First In Human represents the first time cameras have embedded in Building 10 and followed first in human patients throughout their entire trial. This unique access is the product of Hoffman’s nearly twenty years of filmmaking in partnership with the NIH on projects such as The Alzheimer’s Project and The Weight of the Nation.

“NIH’s Building 10 has given generations hope when they need it most,” comments Rich Ross, Group President, Discovery Channel, Animal Planet, Science Channel, and Velocity.  “We are proud that the NIH has invited Discovery inside their doors for an unvarnished look at how these brave men and women work hand in hand with their doctors and technologists to seek cures to the most confounding diseases that exist.”

“Because of the very nature of first in human trials, most of the patients who enter Building 10 to enroll in them are remarkably unique: all standard care out in the world has failed them,” says Hoffman. “What was most powerful about embedding in Building 10 and following these trials was observing how the doctors and patients came to rely on each other in a true partnership to advance medicine.”

States Parsons, “I know that everyone who watches First in Human will feel the same sense of pride I did when I discovered this incredible institution that our country created.

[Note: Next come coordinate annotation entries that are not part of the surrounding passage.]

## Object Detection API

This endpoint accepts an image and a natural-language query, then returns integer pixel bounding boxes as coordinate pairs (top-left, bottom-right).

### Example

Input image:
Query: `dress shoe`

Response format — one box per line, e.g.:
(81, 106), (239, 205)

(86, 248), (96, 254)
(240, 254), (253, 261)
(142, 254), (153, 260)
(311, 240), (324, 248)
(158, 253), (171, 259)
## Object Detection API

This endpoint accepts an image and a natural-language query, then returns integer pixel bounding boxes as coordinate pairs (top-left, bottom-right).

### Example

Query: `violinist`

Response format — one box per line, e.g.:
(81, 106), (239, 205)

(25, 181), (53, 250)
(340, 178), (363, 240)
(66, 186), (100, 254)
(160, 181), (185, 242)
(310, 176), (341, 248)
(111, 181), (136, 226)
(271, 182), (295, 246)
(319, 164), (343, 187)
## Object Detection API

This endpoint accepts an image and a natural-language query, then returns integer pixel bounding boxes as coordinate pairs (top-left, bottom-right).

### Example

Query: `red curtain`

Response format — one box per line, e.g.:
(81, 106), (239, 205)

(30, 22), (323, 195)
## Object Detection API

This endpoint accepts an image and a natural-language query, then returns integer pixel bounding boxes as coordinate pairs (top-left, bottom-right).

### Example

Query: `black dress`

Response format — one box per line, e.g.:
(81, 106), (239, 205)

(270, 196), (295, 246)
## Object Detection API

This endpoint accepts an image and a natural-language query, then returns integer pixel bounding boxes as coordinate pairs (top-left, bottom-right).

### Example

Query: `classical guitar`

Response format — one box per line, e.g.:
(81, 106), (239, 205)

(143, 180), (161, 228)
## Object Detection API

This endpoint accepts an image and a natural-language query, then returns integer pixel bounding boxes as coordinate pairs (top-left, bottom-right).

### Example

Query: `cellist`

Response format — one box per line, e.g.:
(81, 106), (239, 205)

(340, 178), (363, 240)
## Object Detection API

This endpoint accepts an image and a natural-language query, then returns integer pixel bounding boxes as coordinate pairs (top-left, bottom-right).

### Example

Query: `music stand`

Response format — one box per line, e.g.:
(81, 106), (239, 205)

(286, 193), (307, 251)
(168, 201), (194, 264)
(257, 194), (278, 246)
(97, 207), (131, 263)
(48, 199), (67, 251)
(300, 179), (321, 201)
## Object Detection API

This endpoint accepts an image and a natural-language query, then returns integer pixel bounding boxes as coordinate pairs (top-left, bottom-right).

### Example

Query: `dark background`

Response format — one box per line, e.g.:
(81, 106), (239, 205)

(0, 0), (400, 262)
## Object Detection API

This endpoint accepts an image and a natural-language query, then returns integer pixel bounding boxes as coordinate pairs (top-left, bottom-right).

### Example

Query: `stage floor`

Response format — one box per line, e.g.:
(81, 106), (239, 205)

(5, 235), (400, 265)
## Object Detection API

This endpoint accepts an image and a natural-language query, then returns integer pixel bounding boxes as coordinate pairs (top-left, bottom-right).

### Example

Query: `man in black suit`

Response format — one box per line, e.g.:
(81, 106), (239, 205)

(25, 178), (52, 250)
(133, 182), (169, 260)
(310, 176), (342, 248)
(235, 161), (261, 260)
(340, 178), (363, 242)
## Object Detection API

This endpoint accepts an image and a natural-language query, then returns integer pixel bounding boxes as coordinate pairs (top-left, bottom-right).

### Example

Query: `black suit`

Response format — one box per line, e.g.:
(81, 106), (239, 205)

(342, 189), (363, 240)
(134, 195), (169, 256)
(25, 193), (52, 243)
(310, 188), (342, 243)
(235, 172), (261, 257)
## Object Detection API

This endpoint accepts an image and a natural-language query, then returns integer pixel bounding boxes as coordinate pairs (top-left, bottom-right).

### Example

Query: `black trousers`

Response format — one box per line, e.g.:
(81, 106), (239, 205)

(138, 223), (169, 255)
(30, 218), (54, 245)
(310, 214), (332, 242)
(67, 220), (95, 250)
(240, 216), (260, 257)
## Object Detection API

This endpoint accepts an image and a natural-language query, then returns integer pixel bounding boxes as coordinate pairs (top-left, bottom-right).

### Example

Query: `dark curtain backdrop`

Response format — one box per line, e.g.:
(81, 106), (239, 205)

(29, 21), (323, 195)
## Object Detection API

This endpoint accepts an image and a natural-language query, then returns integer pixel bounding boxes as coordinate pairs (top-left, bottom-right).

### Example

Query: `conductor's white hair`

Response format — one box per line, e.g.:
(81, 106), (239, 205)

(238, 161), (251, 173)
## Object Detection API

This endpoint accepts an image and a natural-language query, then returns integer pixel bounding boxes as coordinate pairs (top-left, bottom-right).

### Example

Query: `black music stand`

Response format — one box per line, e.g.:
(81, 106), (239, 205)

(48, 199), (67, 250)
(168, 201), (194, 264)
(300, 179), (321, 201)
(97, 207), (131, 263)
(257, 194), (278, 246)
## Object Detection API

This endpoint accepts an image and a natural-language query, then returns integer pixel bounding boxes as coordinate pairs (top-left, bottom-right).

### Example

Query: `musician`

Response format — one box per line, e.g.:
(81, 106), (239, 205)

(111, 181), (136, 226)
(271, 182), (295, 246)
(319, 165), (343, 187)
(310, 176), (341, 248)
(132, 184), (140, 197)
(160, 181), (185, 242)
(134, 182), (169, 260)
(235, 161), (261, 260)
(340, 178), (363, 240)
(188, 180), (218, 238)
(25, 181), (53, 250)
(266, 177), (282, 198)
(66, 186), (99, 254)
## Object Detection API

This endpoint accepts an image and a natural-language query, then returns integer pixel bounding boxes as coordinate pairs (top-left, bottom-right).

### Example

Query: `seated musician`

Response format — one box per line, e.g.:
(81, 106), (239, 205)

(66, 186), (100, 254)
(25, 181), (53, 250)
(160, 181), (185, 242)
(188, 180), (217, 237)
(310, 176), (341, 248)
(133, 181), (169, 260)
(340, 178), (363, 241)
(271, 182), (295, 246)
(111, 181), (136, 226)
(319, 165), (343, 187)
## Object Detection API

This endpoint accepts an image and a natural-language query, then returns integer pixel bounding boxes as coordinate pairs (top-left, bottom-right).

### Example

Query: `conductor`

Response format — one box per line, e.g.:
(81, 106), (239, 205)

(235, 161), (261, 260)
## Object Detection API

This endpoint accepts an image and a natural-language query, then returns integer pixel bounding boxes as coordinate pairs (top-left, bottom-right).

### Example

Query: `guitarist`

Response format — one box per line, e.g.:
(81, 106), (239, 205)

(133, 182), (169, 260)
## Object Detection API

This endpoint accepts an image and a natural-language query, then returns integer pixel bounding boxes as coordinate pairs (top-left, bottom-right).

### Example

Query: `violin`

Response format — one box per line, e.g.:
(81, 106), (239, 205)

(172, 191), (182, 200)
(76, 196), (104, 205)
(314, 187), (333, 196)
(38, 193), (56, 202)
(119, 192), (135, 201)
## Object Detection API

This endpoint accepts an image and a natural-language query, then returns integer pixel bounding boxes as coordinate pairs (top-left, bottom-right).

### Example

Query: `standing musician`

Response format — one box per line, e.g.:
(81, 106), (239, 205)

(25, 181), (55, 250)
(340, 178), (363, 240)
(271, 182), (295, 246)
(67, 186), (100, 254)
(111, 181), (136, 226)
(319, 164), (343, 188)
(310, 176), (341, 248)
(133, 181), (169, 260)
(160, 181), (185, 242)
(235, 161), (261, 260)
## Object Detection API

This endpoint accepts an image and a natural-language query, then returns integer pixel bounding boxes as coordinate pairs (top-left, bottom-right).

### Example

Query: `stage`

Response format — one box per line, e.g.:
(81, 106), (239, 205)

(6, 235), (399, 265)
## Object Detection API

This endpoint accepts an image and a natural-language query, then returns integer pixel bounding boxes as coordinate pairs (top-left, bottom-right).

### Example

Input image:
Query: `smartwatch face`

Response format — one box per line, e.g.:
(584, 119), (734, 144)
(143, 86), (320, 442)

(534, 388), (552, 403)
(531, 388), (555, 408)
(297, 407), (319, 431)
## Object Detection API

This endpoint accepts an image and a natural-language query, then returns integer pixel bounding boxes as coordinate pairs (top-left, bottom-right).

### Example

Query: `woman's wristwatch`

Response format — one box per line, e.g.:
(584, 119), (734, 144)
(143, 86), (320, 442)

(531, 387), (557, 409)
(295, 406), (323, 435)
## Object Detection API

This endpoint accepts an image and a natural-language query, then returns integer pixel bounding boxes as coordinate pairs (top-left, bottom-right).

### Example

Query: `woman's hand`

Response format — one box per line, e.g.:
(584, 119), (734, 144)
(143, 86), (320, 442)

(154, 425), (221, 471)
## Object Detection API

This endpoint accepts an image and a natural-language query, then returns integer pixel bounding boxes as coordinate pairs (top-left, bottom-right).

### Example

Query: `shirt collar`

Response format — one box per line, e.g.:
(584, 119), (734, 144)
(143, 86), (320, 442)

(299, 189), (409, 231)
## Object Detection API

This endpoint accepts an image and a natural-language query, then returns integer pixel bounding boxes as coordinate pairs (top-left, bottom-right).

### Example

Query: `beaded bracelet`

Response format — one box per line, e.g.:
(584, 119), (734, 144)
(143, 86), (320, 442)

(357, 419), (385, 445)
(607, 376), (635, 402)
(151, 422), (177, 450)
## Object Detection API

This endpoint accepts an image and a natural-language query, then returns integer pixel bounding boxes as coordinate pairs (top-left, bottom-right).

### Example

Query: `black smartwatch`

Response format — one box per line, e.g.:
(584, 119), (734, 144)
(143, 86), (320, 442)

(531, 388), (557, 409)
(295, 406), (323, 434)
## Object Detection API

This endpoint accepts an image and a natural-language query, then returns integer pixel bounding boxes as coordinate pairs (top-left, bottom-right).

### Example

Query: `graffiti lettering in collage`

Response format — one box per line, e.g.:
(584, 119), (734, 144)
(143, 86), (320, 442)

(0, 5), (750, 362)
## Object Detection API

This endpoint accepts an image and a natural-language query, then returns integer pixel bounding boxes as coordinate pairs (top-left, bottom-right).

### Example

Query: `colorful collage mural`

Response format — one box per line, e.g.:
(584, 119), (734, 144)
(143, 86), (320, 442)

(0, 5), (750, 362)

I hope viewers will share the sense of gratitude and awe that I felt when learning about the human beings who bravely put their lives in the hands of some of our most innovative scientists and doctors as they search together for the medicines and cures that give all of us fuller, longer lives. This is truly the story of how we, as human beings, function: both at an elemental level and at our most profound.”

“The NIH Clinical Center’s more than 60-year history has resulted in remarkable medical advances, from the first use of chemotherapy to treat cancer, to the development of the technique to keep the blood supply clean and safe from viruses,” said NIH Director Francis S. Collins, M.D., Ph.D. “For millions of patients around the world, it is known as the National Institutes of Hope.”

From leukemia to sickle cell disease to the rarest diseases on the planet, First in Human captures the stories of the doctors, researchers, staff, and, most importantly, the patients and families in this remarkable facility that together are pushing far into the unknown.

FIRST IN HUMAN is produced by McGee Media for Discovery Channel.  The series is directed by John Hoffman; produced by, John Hoffman, Beth Wichterich, and Michael Epstein; narrated by, Jim Parsons; executive producers Dyllan McGee, Jim Parsons, Todd Spiewak, and Eric Norsoph; producer, Jon Bardin; supervising producer, Stacia Thompson; senior editor, Adriana Pacheco; director of photography, Simon Schneider.  For Discovery Channel, supervising producer, Jon Bardin; executive producer, John Hoffman.